Robin Degron présente "Climat, environnement et santé en Méditerranée"
[Aude Guivarc’h pour JLE] (0:07 - 0:57)
Bienvenue sur Quoi de neuf d’auteur ?, le podcast qui donne la parole aux autrices et auteurs de JLE, éditeur reconnu en médecine, science et technique. Ensemble, nous allons découvrir leur parcours, leurs spécialités et surtout les messages qu'ils souhaitent partager à travers leurs ouvrages. Aujourd'hui, nous accueillons Robin Degron, directeur du Plan Bleu, observatoire basé en Méditerranée et rattaché au programme des Nations Unies pour l'environnement.
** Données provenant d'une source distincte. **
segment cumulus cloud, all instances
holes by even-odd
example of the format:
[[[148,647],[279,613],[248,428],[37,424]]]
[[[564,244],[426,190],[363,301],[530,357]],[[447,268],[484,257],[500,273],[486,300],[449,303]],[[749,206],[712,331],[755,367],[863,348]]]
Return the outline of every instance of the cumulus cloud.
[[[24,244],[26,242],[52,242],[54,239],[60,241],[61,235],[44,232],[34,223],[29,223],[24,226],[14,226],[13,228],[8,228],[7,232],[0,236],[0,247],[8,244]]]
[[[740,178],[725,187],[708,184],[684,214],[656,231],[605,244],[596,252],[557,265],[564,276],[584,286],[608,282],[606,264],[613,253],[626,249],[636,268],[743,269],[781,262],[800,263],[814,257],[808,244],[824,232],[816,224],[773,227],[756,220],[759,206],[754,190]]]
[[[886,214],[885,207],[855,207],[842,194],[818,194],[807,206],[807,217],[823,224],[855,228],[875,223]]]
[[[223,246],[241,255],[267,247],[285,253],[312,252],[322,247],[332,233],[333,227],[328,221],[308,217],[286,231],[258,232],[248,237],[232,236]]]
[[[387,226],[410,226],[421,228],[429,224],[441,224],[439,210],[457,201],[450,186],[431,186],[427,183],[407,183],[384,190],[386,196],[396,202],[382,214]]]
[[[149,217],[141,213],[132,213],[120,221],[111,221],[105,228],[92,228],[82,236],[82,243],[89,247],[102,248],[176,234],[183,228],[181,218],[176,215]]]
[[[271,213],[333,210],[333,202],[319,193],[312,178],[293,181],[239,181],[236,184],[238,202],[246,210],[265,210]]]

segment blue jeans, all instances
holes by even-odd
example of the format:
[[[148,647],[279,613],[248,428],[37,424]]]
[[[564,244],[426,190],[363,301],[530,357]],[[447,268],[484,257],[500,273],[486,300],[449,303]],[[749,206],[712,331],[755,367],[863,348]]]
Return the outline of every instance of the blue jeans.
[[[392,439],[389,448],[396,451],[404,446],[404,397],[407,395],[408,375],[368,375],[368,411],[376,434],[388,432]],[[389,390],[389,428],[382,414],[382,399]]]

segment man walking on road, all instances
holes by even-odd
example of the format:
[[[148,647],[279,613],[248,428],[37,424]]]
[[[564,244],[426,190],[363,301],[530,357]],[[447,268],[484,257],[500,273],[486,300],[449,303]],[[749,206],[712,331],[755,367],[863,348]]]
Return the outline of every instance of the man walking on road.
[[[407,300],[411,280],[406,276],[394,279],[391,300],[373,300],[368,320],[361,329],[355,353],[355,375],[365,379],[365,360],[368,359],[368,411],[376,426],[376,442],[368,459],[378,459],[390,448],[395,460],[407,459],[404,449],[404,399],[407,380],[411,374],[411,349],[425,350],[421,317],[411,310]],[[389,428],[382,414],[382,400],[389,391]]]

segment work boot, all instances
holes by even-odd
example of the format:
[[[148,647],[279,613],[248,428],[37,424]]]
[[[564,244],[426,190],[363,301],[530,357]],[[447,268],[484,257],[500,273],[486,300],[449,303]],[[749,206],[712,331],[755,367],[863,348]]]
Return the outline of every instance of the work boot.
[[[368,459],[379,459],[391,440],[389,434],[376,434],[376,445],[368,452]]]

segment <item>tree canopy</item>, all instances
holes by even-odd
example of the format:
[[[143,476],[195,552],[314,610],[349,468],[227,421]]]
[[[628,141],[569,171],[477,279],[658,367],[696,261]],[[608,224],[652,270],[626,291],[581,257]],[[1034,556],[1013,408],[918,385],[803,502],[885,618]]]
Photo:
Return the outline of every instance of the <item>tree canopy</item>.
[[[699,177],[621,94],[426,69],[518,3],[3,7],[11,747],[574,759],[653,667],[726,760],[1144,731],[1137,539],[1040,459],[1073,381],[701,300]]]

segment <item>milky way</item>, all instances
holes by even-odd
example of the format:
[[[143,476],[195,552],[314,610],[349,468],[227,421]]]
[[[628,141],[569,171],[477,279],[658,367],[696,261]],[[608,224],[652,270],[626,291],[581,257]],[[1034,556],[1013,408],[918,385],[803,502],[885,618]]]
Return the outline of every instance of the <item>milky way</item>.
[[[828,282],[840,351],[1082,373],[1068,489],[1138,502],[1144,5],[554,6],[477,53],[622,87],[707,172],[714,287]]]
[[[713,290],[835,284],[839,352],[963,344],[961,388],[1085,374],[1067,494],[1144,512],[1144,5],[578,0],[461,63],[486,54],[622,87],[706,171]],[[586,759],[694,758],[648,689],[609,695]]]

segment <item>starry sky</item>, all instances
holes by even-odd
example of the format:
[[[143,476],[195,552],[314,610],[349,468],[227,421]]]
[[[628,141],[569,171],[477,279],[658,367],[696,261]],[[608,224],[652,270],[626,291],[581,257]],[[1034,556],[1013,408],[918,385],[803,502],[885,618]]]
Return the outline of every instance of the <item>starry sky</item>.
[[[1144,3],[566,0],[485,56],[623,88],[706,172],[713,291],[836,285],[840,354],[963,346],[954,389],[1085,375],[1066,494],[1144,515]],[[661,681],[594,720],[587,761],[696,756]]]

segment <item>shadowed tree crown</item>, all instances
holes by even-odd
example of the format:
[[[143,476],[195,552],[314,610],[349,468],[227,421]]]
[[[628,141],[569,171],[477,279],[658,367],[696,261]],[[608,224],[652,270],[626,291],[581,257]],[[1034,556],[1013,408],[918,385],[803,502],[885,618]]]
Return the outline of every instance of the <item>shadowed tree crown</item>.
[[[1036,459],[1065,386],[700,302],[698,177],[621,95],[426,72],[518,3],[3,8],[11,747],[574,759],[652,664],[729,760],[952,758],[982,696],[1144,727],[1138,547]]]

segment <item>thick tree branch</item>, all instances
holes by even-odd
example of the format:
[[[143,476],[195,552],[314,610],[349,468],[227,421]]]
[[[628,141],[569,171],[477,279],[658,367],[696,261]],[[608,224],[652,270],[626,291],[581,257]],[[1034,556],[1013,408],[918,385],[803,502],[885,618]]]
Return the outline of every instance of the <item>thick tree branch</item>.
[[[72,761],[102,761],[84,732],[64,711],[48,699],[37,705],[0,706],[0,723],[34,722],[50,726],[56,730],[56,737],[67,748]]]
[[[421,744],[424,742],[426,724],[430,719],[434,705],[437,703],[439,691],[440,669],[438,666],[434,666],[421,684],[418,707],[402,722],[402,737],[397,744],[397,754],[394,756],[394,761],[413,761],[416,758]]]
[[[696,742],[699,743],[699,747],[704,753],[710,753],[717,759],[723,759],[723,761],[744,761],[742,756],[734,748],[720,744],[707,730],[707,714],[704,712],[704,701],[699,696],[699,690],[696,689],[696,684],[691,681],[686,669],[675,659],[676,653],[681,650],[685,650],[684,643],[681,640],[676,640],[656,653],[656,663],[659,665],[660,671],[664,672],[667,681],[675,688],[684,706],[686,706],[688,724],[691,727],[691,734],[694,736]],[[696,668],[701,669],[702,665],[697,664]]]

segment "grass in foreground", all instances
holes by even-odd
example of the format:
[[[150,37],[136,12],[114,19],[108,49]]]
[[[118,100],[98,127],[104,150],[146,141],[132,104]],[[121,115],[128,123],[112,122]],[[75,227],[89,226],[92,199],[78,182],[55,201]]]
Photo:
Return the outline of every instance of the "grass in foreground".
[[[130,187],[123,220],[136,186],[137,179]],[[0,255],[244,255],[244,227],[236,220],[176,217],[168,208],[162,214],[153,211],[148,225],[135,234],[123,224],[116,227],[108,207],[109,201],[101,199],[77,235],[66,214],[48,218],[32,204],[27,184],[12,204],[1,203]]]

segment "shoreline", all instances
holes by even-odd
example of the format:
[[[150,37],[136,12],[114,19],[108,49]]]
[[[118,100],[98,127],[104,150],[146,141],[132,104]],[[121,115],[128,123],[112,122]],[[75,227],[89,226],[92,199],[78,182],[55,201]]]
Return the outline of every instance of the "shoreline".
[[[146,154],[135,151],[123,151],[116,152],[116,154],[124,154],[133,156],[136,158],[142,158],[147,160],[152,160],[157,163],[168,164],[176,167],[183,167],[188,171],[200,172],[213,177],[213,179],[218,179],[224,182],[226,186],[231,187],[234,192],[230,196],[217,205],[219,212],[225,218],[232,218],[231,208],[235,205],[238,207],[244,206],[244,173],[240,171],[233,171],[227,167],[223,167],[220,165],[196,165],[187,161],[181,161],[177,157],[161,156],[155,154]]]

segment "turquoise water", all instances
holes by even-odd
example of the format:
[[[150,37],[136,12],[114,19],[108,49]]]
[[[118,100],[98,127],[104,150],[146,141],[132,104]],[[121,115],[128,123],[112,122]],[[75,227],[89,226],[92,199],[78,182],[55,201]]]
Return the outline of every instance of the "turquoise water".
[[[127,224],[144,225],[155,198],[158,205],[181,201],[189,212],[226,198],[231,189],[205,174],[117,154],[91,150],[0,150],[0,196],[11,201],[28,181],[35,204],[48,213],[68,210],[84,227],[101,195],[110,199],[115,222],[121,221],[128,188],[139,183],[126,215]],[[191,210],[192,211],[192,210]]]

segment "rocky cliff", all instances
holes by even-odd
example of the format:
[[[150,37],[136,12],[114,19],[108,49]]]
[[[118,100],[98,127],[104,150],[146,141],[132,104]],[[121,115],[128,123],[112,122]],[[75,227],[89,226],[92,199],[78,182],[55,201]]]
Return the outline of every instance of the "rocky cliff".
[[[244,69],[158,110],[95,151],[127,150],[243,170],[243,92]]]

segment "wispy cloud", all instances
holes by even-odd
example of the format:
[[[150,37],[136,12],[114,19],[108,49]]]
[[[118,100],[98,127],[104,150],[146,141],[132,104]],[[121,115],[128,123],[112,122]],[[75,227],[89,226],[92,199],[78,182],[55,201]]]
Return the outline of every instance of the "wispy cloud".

Géographe et ingénieur de formation, il est expert en développement durable en Europe et en Afrique. Il est également professeur des universités et magistrat à la Cour des Comptes. Merci Robin d'avoir accepté notre invitation, nous sommes ravis de vous recevoir dans ce nouvel épisode de Quoi de neuf d’auteur ?.
Votre parcours est très très impressionnant et encore ce n'était qu'une courte introduction. Est-ce que vous pourriez nous détailler davantage votre parcours professionnel mais aussi nous parler de vos motivations, de ce qui vous a amené à vous spécialiser dans ce domaine ?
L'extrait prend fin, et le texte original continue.